Hace ya 31 años que Emilio Trad dejó la Argentina. Se fue con una valija llena de pinceles y pinturas, casi sin ropa, y con 300 dólares en el bolsillo. Durante los primeros años fue globetrotter, como él mismo se define: Italia, Holanda, España. Llegó a dormir en un parque, en una estación. En 1982 decidió que París, "la meca de la pintura", era donde quería instalarse. Vendía sus cuadros a menos de cien dólares, mientras vivía en el sótano sucio del atelier de un mexicano que había conocido en la calle. Pasaron diez años, y una de sus obras fue elegida para participar en el centenario Salón de Otoño de París, en el Grand Palais. La obra seleccionada es Au marché ("En el mercado"), de tres por dos metros. Un hombre con ojos cerrados y boca abierta, otro detrás de unas cajas con frutas, dos niños -uno de ellos sosteniendo una baguette-, dos palomas. Trazado geométrico y preciso. Alquiló un camión, la transportó y la colgó él mismo. Entre 3000 expositores, Trad ganó el primer premio por unanimidad. Dice que su hija Agathe, que había nacido una semana antes, vino con el pan bajo el brazo. "No me conocía nadie, era un anónimo, ni siquiera soy francés, pero me premiaron. Esto nunca me hubiese pasado en la Argentina. Aquí no todo se limita al acomodo. Es más universal. Tengo mucho amor por la Argentina, es mi país, pero allí nunca hubiese podido vivir de mi pintura." Desde aquel premio, las galerías le abrieron las puertas, y no paró de exponer: París, Londres, Beirut. "Siempre viví de mis cuadritos", dice, con verdadera modestia.

"Es lindo no sentirse de ningún lado"

Marcial Di Fonzo Bo, Actor y director de teatro

El imponente teatro Chaillot está vacío y oscuro. Un silencio aplastante, que de repente se rompe con el "un, dos, tres" -así, en español- de fondo. Es Marcial di Fonzo Bo que, con su Compagnie des Lucioles, ensaya La paranoia , de Rafael Spregelburd, obra que dirige y en la que actúa. Tiene 40 años y hace 22 que se fue de Buenos Aires. Dice que vivir cerca de un puerto, escuchando historias de inmigrantes, le creó ese fantasma de que el afuera es mejor. No fue por hasard (casualidad), como dice él, que vino a París. Aquí vivía parte de su familia -Manucha y Facundo Bo-, y empezó trabajando detrás del escenario, como "técnico de cualquier cosa". Cuatro años después entró en la escuela del Teatro Nacional de Bretaña, de la que salió en 1994 con una compañía y una socia, Elise Vigier. Un año más tarde ganó el premio de interpretación del Sindicato de la Crítica por Richard III, dirigida por Matthias Langhoff. Actuó en obras dirigidas por Claude Régy, Luc Bondy, Olivier Py (actual director del teatro del Odeón) y Christophe Honoré. Su compañía le permitió montar proyectos atípicos y más riesgosos: Eva Perón y La Torre de la Defensa -ambas de Copi-, Loretta Strong, Los Copis: los pollos no tienen sillas y La estupidez , también de Spregelburd. Lo que mostraba era polémico pero distinto. Así conquistó al público francés. Y a la crítica.

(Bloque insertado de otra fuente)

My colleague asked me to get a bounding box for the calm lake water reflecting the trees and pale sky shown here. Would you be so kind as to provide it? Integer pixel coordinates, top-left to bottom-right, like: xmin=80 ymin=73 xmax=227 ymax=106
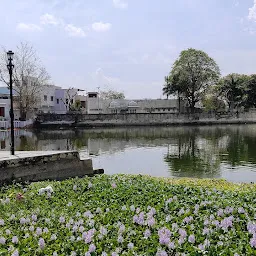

Cree que el acento lo ayudó; nunca se sintió al margen, pero sabe que no es francés. "Jamás seré aceptado como francés. Y en la Argentina tampoco soy argentino, porque no tenemos los mismos referentes. Pero es lindo no sentirse de ningún lado. No tener nacionalidad tiene su fuerza", asegura. Durante los primeros diez años no volvió a la Argentina. Se había ido del país enojado. De a poco, empezó a ir cada tanto. Hoy le encanta. El cine argentino le parece increíblemente creativo. Pero el gobierno actual no le gusta: dice que los que dirigen no son honestos y que la gente vive desinformada. Unas semanas después de esta entrevista, la obra se presenta. Los franceses son muy rigurosos a la hora de elegir los espectáculos por los que pagan. Pero aquí la sala está llena. Los franceses se ríen. Y aplauden de pie.